Sul confronto tra Italia e resto del mondo, in materia di articolo 18, ci aveva già pensato Brunetta e non gli era andata bene. Certo, l’ex ministro per la Pubblica Amministrazione si era spinto molto in là, asserendo che in nessun Paese al di fuori dell’Italia fosse prevista la reintegra (obbligatoria, come ha precisato in seguito alla nostra verifica).
In realtà ci è bastato consultare lo studio di Ius Laboris, associazione internazionale di avvocati e giuristi del lavoro, per scoprire che non era così. Individual Dismissals Across Europe prova, infatti, che la reintegra del dipendente in caso di licenziamento illegittimo è considerata in numerosissimi Paesi.
Anche la Germania, come dice Bersani, prevede la reintegra. Ma qui si tratta di confrontare se le due leggi sono sufficientemente simili per sostenere la sua tesi. Procediamo con ordine.
Partiamo dall’occupazione
Gli ultimi dati Eurostat sui tassi di occupazione (anno 2013, calcolati sulla popolazione tra i 15 ed i 64 anni di età) rivelano un ovvio vantaggio tedesco sull’Italia: 73,5% contro il 55,6%. Una forbice che tra l’altro è andata inesorabilmente aumentando negli ultimi 10 anni.
Si tratta dello stesso “articolo 18”?
L’articolo 18 dello Statuto dei Lavoratori regola i licenziamenti di dipendenti a contratto indeterminato da aziende con almeno 15 addetti e da aziende agricole con almeno 5 addetti.
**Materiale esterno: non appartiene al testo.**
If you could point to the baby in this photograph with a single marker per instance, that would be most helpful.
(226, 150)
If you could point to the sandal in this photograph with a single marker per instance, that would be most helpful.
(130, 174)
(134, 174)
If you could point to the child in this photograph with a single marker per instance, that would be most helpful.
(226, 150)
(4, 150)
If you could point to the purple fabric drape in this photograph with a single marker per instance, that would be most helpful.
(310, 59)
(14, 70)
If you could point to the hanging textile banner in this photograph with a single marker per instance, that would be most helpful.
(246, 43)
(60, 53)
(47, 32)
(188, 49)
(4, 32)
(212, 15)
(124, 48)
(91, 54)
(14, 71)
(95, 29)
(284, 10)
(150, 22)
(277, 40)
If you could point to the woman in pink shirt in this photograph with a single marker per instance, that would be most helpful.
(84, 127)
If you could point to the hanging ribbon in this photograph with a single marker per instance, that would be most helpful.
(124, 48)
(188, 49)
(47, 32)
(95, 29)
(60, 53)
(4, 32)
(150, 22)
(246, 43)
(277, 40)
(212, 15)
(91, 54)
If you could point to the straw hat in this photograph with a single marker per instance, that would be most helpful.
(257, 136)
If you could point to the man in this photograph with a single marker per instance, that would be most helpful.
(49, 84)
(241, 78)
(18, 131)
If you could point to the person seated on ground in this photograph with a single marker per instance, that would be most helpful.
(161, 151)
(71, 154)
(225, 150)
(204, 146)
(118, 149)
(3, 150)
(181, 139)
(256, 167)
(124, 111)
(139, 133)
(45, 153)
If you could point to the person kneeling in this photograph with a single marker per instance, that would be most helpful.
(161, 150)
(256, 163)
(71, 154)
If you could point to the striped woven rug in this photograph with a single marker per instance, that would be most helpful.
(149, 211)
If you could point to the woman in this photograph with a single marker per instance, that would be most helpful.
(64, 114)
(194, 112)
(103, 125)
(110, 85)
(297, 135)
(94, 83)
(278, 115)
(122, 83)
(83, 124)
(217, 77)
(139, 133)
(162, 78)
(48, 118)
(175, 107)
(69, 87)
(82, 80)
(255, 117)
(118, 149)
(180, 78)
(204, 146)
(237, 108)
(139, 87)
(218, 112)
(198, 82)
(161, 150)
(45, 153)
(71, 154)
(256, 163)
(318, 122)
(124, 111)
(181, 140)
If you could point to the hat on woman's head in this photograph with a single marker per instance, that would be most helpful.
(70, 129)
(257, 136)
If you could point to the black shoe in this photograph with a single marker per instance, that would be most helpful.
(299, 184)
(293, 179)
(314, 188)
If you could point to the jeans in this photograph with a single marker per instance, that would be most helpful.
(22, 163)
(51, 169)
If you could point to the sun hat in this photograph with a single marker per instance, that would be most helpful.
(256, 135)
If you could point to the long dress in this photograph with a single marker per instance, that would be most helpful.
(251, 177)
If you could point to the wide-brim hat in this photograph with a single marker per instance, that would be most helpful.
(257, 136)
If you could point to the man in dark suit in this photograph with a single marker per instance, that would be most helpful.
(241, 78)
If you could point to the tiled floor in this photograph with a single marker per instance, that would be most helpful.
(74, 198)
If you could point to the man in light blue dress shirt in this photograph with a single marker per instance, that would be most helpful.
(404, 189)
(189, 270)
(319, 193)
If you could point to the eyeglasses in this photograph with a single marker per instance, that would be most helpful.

Prima della legge 92 del 2012, in caso di licenziamento illegittimo, ovvero di licenziamento non per giusta causa o per giustificato motivo, il datore di lavoro era obbligato al reintegro del dipendente, al quale spettava scegliere tra questo ed un risarcimento di 20 mensilità lavorative (per un approfondimento si consiglia di vedere questo video a cura di Quattrogatti.it).
La nuova legge, oltre ad aver introdotto la possibilità di rito semplificato per velocizzare i contenziosi, ha spostato sul giudice del lavoro l’onere di dover scegliere tra reintegro e risarcimento, privando quindi il dipendente di questa facoltà.
In Germania l’articolo 18 equivale alla Kuendigungsschutzsgesetz (legge di protezione da licenziamento [Illegittimo], KSchG in breve). Qui un licenziamento dichiarato illegittimo richiede l’immediato ripristino del rapporto di lavoro. Il giudice non ha quindi facoltà di optare tra reintegro e risarcimento. Non solo. In Germania il reintegro si applica anche nel caso in cui le giustificazioni “economiche” del datore di lavoro non si fossero in seguito verificate. Per esempio, se un lavoratore è licenziato per mancanza di ordini, e successivamente tali ordini arrivano, deve essere reintegrato. Insomma, la nostra unicità non si riscontra nei fatti.
C’è però una scappatoia: una delle due parti (e quindi anche il datore di lavoro) può fare “ricorso” (nel caso in cui il rapporto di lavoro diventasse intollerabile) e chiedere l’annullamento del reintegro, chiedendo si sostituirlo con un risarcimento di tipo pecuniario.
Nonostante modalità leggermente diverse, l’articolo 18 tedesco si avvicina abbastanza a quello italiano (facoltà di poter optare tra reintegra e risarcimento – nel caso tedesco parzialmente su iniziativa delle parti, nel caso italiano interamente a discrezione del giudice). In Germania la normativa sembra però assumere dei toni addirittura più severi della controparte italiana, inserendo la possibilità di reintegro anche nel caso del venir meno (e non solo mancanza) di giustificazioni economiche da parte del datore di lavoro.
Conclusione
Insomma, una normativa a tutela del lavoratore abbastanza simile tra i due Paesi, contro due tassi di occupazione decisamente diversi e tendenti a divergere nel corso degli anni. Non si può negare che Bersani abbia ragione: “Vero”.